Mr Creese said, in general, local government was better prepared than other sectors, including the NHS.
“I have no doubt there are some [councils] that will be struggling,” he said. “I’m pretty confident there will be incidents in the sector… the complexity of local government makes it much harder to ensure end-to-end security than in a private sector organisation.”
Mr Creese said councils needed to stop using vendors who did not keep their systems up-to-date.
While some councils still operate using Windows XP, the outdated system that left many NHS hospitals exposed to the WannaCry ransomware, Mr Creese said he has not seen any that have it embedded in their network in a way that would cause problems on the scale of those seen in the NHS.

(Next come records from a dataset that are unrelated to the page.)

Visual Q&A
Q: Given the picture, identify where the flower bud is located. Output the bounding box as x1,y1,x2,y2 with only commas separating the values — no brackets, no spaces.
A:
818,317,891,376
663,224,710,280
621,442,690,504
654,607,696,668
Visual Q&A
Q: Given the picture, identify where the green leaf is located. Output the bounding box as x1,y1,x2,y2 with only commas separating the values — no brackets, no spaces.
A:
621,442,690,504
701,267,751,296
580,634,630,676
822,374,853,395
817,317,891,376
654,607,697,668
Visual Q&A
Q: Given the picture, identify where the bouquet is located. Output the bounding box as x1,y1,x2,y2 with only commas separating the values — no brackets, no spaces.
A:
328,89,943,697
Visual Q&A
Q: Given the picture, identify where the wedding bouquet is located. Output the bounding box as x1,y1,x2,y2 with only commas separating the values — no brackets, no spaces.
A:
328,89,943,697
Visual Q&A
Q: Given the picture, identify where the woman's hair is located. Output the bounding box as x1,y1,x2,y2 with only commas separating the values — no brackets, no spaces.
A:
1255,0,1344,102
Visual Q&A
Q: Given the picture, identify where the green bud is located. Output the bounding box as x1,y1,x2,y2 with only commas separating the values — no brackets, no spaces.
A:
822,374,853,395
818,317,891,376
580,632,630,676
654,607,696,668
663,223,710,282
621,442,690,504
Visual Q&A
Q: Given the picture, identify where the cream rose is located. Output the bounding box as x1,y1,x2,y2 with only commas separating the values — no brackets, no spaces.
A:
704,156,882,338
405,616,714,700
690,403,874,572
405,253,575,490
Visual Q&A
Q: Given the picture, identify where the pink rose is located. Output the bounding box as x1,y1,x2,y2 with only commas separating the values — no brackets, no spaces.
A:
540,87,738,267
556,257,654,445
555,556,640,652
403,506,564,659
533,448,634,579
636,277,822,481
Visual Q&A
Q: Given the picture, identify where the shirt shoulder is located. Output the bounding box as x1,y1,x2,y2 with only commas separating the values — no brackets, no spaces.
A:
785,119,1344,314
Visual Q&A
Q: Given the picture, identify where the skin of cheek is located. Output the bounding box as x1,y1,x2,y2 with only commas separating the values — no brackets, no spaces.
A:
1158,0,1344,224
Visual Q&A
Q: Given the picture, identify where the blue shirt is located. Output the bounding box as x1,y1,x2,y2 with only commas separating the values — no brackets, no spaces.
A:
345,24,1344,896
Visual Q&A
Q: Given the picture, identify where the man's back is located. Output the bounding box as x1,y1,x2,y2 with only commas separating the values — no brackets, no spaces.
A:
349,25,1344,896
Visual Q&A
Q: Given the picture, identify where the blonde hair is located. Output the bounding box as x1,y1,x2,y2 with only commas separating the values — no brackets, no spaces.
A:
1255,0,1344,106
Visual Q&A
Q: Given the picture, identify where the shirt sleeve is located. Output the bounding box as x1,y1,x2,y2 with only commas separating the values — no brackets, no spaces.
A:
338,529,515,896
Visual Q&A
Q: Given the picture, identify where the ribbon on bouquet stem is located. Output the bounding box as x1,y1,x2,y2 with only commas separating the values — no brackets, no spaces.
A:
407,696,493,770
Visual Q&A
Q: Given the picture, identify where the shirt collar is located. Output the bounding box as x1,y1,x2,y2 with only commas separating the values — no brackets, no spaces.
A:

Mr Creese said the NHS incident had acted as wake-up call and warned public sector organisations against simply viewing IT as a cost centre where money could be saved through automation and self-service.
“Whilst there are productivity gains you do have to make the necessary investment given the amount of reliance you will be placing on these systems,” he said.
There is much activity taking place to raise awareness and share best practice in local government.
Socitim has set up local groups known as Warps that bring together public sector IT professionals in an area to share information and spot risks. It is also encouraging the National Cyber Security Centre to create solutions to cyber-attacks that can be widely deployed, rather than every organisation having to develop their own.
Cipfa recently formed a group with the Local Government Association, Department for Communities & Local Government, Cabinet Office, and National Cyber Security Centre specifically aimed at raising awareness of cyber security among local authorities.
Rachael Tiffin, head of Cipfa’s counter fraud faculty, told LGC threats to cyber security is emerging as one of biggest fraud risks and the centre was getting an increasing number of requests for training and advice.
“It needs to be an issue on the top table; it needs to be led from the top down. It’s not just the responsibility of a person in IT,” she said.